Anyway, the view that AIDS is black African is not Johnson's. It is the view of the AIDS establishment. Look at your average AIDS map. Arab North Africa is painted white (free from disease). Anywhere else below the Sahara is painted brown. How AIDS knows the differences among the skin colours is one of the seven wonders of our modern world. ["HIV" is supposedly so sophisticated that it also distinguishes between genders and sexual preferences. F.C.]

But let's go with Johnson for a moment. If AIDS is indeed black African, doesn't it behoove responsible African leaders to look at what lies at its bottom, in order to find a suitable cure? Yet Mbeki does exactly this, and they say he is "mad, he is acting like a nutter" (The Sunday Times).
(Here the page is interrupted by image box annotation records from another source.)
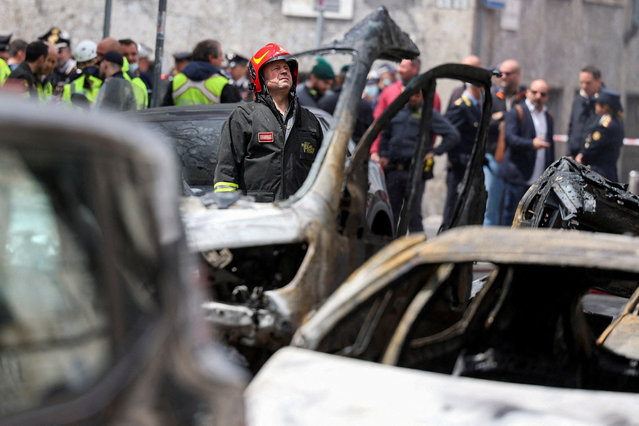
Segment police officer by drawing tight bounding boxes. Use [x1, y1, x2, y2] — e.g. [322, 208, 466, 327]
[575, 88, 624, 182]
[214, 43, 323, 202]
[0, 34, 11, 86]
[163, 40, 242, 105]
[379, 85, 459, 232]
[5, 40, 49, 99]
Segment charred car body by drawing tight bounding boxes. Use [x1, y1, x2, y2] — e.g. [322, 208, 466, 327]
[0, 98, 247, 425]
[142, 8, 436, 368]
[513, 157, 639, 235]
[293, 227, 639, 392]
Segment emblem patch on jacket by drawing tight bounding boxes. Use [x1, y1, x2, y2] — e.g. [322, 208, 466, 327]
[257, 132, 273, 143]
[302, 142, 315, 154]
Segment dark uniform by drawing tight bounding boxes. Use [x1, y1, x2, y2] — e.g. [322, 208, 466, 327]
[7, 61, 53, 102]
[567, 93, 598, 157]
[215, 93, 323, 202]
[379, 105, 459, 232]
[442, 92, 481, 223]
[580, 114, 624, 182]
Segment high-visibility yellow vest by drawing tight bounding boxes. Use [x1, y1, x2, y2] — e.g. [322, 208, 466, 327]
[62, 75, 102, 104]
[122, 57, 149, 109]
[173, 73, 228, 105]
[0, 58, 11, 86]
[36, 81, 53, 103]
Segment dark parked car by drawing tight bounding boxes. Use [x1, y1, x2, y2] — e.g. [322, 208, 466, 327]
[139, 8, 419, 365]
[0, 97, 247, 425]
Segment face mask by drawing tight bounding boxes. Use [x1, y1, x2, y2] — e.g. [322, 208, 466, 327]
[364, 84, 379, 98]
[84, 65, 100, 77]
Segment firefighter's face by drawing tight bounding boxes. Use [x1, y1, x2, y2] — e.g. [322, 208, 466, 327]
[262, 60, 293, 92]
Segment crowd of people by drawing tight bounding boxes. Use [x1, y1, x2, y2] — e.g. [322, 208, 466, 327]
[0, 27, 624, 232]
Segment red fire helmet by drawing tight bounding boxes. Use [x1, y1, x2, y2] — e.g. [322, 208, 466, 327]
[249, 43, 298, 93]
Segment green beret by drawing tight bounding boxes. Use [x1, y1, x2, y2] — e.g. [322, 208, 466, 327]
[311, 58, 335, 80]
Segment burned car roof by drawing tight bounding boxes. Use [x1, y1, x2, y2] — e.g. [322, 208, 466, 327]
[293, 227, 639, 392]
[0, 94, 246, 425]
[513, 157, 639, 235]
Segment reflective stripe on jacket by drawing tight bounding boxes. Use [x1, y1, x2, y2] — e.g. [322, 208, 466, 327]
[173, 73, 229, 105]
[62, 75, 102, 103]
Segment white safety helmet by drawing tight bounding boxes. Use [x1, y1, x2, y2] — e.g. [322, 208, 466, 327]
[73, 40, 98, 62]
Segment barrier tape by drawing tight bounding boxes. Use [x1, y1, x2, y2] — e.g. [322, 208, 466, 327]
[552, 135, 639, 146]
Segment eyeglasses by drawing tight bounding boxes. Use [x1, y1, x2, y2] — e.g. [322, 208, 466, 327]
[530, 90, 548, 98]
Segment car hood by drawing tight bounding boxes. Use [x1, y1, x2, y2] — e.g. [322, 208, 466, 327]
[182, 193, 334, 252]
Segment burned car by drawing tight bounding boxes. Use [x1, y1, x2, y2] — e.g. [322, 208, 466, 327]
[140, 8, 490, 370]
[292, 227, 639, 392]
[133, 8, 430, 368]
[513, 157, 639, 235]
[0, 97, 247, 425]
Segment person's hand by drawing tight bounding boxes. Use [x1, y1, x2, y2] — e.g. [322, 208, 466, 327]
[533, 137, 550, 150]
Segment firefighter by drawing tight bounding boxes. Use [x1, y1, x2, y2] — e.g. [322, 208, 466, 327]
[214, 43, 323, 202]
[62, 40, 102, 107]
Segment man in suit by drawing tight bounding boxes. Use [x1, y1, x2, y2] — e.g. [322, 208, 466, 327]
[442, 84, 483, 223]
[484, 59, 526, 226]
[499, 79, 555, 225]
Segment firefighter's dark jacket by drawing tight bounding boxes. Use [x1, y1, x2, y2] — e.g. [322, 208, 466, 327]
[215, 93, 323, 202]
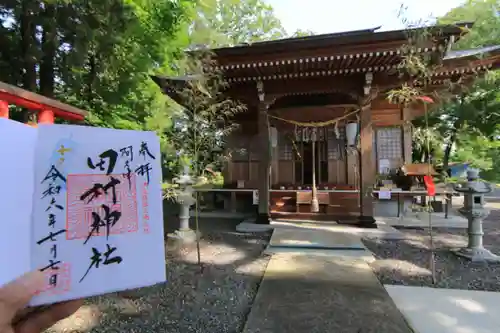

But there are very important questions here. On 2 March this year , both The Times and The Independent reported that the Millennium holiday (24 Dec. - 31 Dec 99) alone resulted in a 20% rise in abortions in Britain. "An additional 9,000 women and abortions in January and February [2000] compared with the same time last year, aid Marie Stopes International, one of the main providers of abortions in the country," reported The Independent.

"This increase could be the tip of the iceberg,"said Helen Axby, the deputy director of Marie Stopes. "It seems we are just seeing the first swath of women who have missed their period after the holidays."

The Times quoted Ann Furendi, of the British Pregnancy Advisory Service, as also saying: "We have some figures for the January period showing numbers are up by as much as 30% in some clinics..."

Which means two things: (a) the British are sexually promiscuous, (b) they don't use condoms (if at all, the rate is low). Britain, again, is said to have the highest teenage pregnancy rate in Europe. Again, it confirms that condom usage is low else the teenagers would not be getting pregnant at that high rate.

Now the question: If the British are promiscuous, and the majority do not use condoms, and ARE NOT catching AIDS; and if Africans are promiscuous, and the majority do not use condoms and ARE catching AIDS (as the AIDS establishment tells us), doesn't Africa deserve the right to examine why the dichotomy, in order to find a cure unique to the African condition?

This is all what Mbeki is doing. But they say, "No, you mustn't do that, we have the answer, the drugs and the loans here for you, take them."

Well, thank God, Africa now has, at least, one leader who is not prepared to swallow this arrogance from the North. They can rant and rave--but let them rant and rave!

For Africa, it is time we knew when to support and protect our progressive leaders. Nkrumah, Lumumba, etc., were cut down because the people did not protect them. Are we going to allow the sharks to make another kill?